Admettons que l’année suivante, le mécanisme d’indexation soit une nouvelle fois activé. Le salaire de la caissière augmentera alors de 77€, celui de l’autre salarié augmentera de 154€. Dans tous les cas, le salaire B reste deux fois plus élevé que le salaire A. Néanmoins, en chiffres absolus, l’écart se creuse lors de chaque indexation: cet écart est porté à 3.152€, contre 3.000€ deux index plus tôt. Le salarié le mieux loti s'enrichit donc plus vite que le moins bien loti, signe que les inégalités augmentent.

Seuls Jean-Claude Juncker et le Parti Pirates osaient ou osent encore défendre l’idée d’un "index plafonné". Et oui, on connaît les arguments de leurs détracteurs. D’une part, un index plafonné rapprocherait les salaires sur le long terme. D’autre part, cela signifierait la fin du système en tant que tel. Enfin, d'aucuns considèrent qu'il faudrait combattre les inégalités par voie fiscale. Penchons-nous donc là-dessus.

REFORMER LA FISCALITÉ... ET L'INDEX

Argument numéro 1: c'est faux, le plafonnement de l'index ne rapprocherait pas les salaires. Si, plutôt que de verser une tranche de 2,5% de chaque salaire individuellement, l’on versait une somme forfaitaire calculée sur base d’une moyenne calculée elle sur la masse salariale, les écarts de salaire resteraient les mêmes mais les inégalités cesseraient de croître. Ainsi, avec notre exemple précédent et un index forfaitaire de 50€, l'écart de 3.000€ serait stable, mais le salaire B ne correspondrait plus au double du salaire A.

Argument numéro 2: au contraire. Sans modification, le système actuel finira par perdre son sens: au bout de 5 années d'index à 2,5% (notre système actuel), l’écart entre les deux salaires de notre exemple se creusera de 400€. Ainsi, la tranche versée au salaire bas ne remplira plus la fonction d'origine de l’index, à savoir la compensation de la perte de pouvoir d’achat, car l’inflation ne tient pas compte de la différence des salaires.

Venons-en au troisième argument, selon lequel il faudrait passer par la voie fiscale pour combattre la croissance des inégalités: oui, absolument. Mais l’un n’empêche pas l’autre. Au contraire, il faut réformer l’index et la fiscalité.

Les politiciens et les partenaires sociaux feraient bien d’expliquer au grand public comment fonctionnent les taux d’imposition marginaux. Malgré un système fiscal est progressif, les écarts ne sont pas amenés à se réduire. Les taux marginaux sont d’ailleurs largement moins élevés qu’après le deuxième Guerre mondiale.

Notons que je n’ai même pas évoqué l’imposition favorable sur les actions, les dividendes et autres spéculations.
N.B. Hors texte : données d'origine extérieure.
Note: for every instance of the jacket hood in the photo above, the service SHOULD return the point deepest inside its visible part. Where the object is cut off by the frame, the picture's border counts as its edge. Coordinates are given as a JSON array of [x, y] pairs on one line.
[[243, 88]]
Comme dans l’immobilier par exemple, dont les prix ne font d’ailleurs pas intégralement partie du panier qui sert au calcul de l’index. Et je n’ai pas abordé les aspects écologiques de l’index et de la fiscalité.

La croissance des inégalités ou les fossés qui se creusent sont des sujets abordés depuis longtemps en politique. Mais cela fait aussi très longtemps que la politique tourne autour du pot. Si elle ne souhaite changer quoi que ce soit, qu’elle arrête de faire semblant de s’en soucier.